Billy loves telling stories. So much so, in fact, that he's based his entire marketing philosophy around the idea of storytelling. Don't worry if you're not a Hollywood screenwriter - just start with your own experiences, and you'll end up communicating in an authentic voice that your audience will appreciate.
Email is Billy's favourite medium for sharing stories and connecting with people, for two reasons:
- You own the contact list. If you build a following on Facebook or TikTok (or any other social platform), what happens when algorithms change, companies shut down, or users jump to the newest app? You risk losing everything. With email, you'll always have a reliable way to reach your audience.
- Email feels personal. Email is a great way for getting people to "know, like, and trust you." As Billy says, "it's the closest thing we have, digitally, to sending a letter to a friend." When you treat email as personal correspondence - rather than a sales pitch - you'll naturally develop a closer relationship with your audience.
Here are two of Billy's key lessons for your email strategy:
- Write regularly and write often.
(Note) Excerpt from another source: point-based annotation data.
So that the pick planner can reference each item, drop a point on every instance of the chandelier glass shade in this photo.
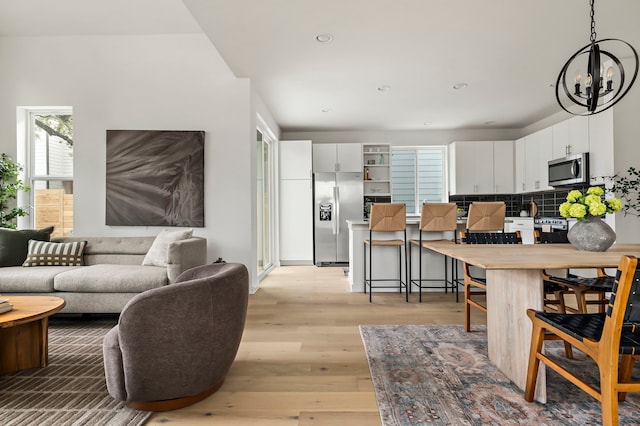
(595, 77)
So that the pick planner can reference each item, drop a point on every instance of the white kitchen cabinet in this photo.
(296, 222)
(471, 167)
(601, 146)
(295, 159)
(503, 167)
(333, 157)
(349, 157)
(570, 136)
(483, 167)
(295, 210)
(538, 151)
(520, 166)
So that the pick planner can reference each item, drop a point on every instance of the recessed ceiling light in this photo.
(324, 38)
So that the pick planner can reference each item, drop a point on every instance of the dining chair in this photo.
(611, 339)
(386, 218)
(438, 218)
(472, 282)
(580, 286)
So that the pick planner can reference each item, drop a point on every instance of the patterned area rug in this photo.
(71, 390)
(440, 375)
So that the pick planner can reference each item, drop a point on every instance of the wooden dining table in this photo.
(514, 284)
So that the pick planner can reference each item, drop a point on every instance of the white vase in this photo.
(592, 234)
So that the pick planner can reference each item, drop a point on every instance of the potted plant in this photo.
(590, 233)
(9, 187)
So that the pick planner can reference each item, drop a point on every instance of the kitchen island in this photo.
(514, 284)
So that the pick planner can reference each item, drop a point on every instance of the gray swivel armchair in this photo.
(173, 346)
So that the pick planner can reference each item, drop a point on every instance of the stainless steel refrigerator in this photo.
(337, 198)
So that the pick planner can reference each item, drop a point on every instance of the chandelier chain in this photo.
(593, 23)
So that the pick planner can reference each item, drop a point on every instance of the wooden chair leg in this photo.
(626, 367)
(537, 340)
(609, 396)
(467, 308)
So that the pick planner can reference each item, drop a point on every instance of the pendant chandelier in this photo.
(600, 82)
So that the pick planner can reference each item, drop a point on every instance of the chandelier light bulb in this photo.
(578, 77)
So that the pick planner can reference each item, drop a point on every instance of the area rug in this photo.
(440, 375)
(71, 390)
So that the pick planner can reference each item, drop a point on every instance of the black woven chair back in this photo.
(555, 237)
(491, 238)
(632, 313)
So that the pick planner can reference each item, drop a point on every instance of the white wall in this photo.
(176, 82)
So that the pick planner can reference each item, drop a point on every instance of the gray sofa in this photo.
(112, 273)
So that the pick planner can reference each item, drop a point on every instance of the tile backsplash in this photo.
(547, 201)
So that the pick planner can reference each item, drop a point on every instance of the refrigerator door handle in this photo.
(336, 200)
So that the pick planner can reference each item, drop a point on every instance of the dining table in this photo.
(515, 284)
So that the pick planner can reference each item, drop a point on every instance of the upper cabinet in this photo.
(538, 150)
(520, 165)
(503, 167)
(570, 137)
(295, 159)
(601, 146)
(482, 167)
(331, 157)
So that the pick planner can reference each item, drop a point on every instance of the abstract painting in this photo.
(155, 178)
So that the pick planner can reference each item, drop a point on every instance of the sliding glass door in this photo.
(264, 144)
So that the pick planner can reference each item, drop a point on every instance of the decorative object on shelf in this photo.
(590, 233)
(628, 188)
(597, 97)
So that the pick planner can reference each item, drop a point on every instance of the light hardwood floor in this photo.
(301, 360)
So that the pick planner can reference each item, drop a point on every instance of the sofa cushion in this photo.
(111, 279)
(43, 253)
(16, 279)
(157, 255)
(14, 244)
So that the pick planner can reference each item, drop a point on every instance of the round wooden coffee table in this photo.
(24, 332)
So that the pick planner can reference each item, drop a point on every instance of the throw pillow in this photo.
(14, 244)
(43, 253)
(157, 254)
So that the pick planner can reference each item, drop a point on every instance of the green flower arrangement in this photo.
(591, 204)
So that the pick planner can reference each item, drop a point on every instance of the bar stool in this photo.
(386, 218)
(485, 225)
(435, 217)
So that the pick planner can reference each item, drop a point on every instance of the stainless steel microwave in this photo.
(569, 170)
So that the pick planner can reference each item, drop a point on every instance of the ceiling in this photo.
(391, 65)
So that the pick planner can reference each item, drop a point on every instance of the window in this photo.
(418, 175)
(49, 168)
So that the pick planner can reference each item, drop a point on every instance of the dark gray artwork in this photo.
(155, 178)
Billy recommends that creators send at least one email every week. You might find that two or three emails works even better.
- Slowly build excitement for new courses. When creators are ready to offer a new course, Billy recommends thinking about the audience's point of view.
"We expect that everyone knows what we're doing and who we are and what we're up to, but they don't. So you want to treat the launch like an event. You have to build up to it. You want to seed it. Think about what movie studios do when a blockbuster is coming out: they talk about what's going on behind the scenes, they drop hints about the movie. Lead with the customers in your emails, not with announcing your product."